Thameside Honey said:


> Hello everyone! I am a new member here. [...] I started on a BS 14" x 12" brood box frame size WBC hive - and I still like it a lot. But I also love experimenting [...].


Hi Elena

A very warm welcome. It seems we're singing from exactly the same hymn-sheet. Several of my Long Hives have 14x12 frames - it's a very useful size - but I've now returned to the 300x300 format and have chosen a 225mm box depth for compatibility with the National deep box, using a 70mm shim underneath in order to get standard Gallup frames (11.25"x 11.25") drawn-out which are destined for some of the 'retro' boxes I've made.

After abandoning my initial flirtation with the Warre 'Alpine' system a few years back (when I couldn't then see any way of getting two very different frame sizes to co-exist), I lengthened the Warre boxes to accommodate the 17" BN top-bar - these I then called "National-Warres" (no imagination ... LOL)

They're still in use:










Yellow, Red, Green and Blue - colour-coded stacks - OCD or what ? The 'Green' stack is currently in the workshop, so I've placed a 6-frame nuc 'in position' ready for later occupation.

The neat thing about these boxes is that with rebates (rabbets in the US) cut into all 4 sides, they'll then house 8 British National frames lengthwise, or 10-ish Warre frames cross-wise, Well - it's one way ... 

FWIW - should I ever decide to work with shallower boxes, then I'll select 112.5mm rather than 108mm - i.e. exactly half of 225mm.


FWIW(2) - these are the methods I've tried for National < > Warre co-existence.

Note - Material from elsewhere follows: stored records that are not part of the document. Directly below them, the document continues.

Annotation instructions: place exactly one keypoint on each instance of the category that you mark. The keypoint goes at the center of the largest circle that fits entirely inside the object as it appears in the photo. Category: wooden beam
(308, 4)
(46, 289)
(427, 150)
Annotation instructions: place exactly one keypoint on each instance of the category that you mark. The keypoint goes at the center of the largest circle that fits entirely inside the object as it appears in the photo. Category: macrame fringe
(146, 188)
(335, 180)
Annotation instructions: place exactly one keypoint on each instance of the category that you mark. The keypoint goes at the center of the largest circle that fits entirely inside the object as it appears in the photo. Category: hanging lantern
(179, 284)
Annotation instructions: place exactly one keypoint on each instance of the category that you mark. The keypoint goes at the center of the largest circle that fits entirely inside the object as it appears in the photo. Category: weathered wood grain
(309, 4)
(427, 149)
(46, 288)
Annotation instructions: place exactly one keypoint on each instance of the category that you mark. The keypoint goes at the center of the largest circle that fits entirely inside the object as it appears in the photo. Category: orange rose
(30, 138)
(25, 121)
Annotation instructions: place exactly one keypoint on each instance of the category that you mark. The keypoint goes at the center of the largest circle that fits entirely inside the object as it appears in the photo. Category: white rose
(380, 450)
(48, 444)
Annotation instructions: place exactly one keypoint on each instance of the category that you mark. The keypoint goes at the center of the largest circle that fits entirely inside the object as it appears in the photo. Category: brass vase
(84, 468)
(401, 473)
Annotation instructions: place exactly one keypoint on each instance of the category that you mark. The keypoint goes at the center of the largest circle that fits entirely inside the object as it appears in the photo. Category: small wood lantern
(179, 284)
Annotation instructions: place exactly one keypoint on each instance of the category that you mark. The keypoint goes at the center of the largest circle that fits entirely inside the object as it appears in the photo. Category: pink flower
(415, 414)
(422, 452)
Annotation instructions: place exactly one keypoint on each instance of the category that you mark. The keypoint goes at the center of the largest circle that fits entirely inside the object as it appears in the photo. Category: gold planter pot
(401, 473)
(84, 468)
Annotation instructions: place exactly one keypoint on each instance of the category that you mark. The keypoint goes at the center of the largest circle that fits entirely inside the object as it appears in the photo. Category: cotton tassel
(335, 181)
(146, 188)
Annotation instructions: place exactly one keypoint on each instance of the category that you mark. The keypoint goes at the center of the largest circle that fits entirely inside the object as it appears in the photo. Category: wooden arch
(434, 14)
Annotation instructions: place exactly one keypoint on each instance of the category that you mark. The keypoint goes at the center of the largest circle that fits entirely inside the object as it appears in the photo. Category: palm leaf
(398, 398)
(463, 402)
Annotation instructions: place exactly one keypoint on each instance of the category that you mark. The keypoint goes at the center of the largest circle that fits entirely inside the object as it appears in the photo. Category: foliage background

As already mentioned above:











A Warre box* inside* a National box:




















And finally, the best so far - a pair of 'Partition Boards' constructed with suitable rebates (rabbets) to hold the shorter frames (or Top Bars).:










Empty space can always be filled-in with dummies of course if only a few frames are involved. For individual frames, I still cable-tie these beneath plain top-bars, and insert a 10mm shim beneath the box. Doing this knackers the bee-space clearance for all the other frames, but not so much it causes a major problem. Sometimes life just ain't perfect !! 
'best
LJ


----------



## Bovis (Feb 21, 2021)

Oh man, those partition boards are clever!


----------



## Honey Hive Farms (Nov 1, 2012)

Nice job. I am sure you already know this, if the bees can get into those void they will fill them up. 
Looking good to have a large harvest this year? 
Wish you well.


----------



## little_john (Aug 4, 2014)

Appreciate the concern - but I had hoped (assumed) that people would understand those pictures ... 

But just in case not - to clarify: *there are no voids*, either when finished, or when set-up correctly. In the case of the 300x300 box built inside the 460x460 National box, both the top and bottom 'voids' as shown in the first photo (which was only intended to show how it was built during construction) were then sealed over with 3mm plywood.

In the two photographs where there are just 5 frames in place - those were just *example frames*, intended only to show the principle (and those five were the only spare frames I had available at the time  ) I did say "Empty space can always be filled-in with dummies" - as I'm a great 'dummy-frame' enthusiast (having well over a hundred of them) - dunno why they're not more popular on t'other side of the pond ?

Trust the above will eliminate any confusion or misunderstanding ...
'best
LJ


----------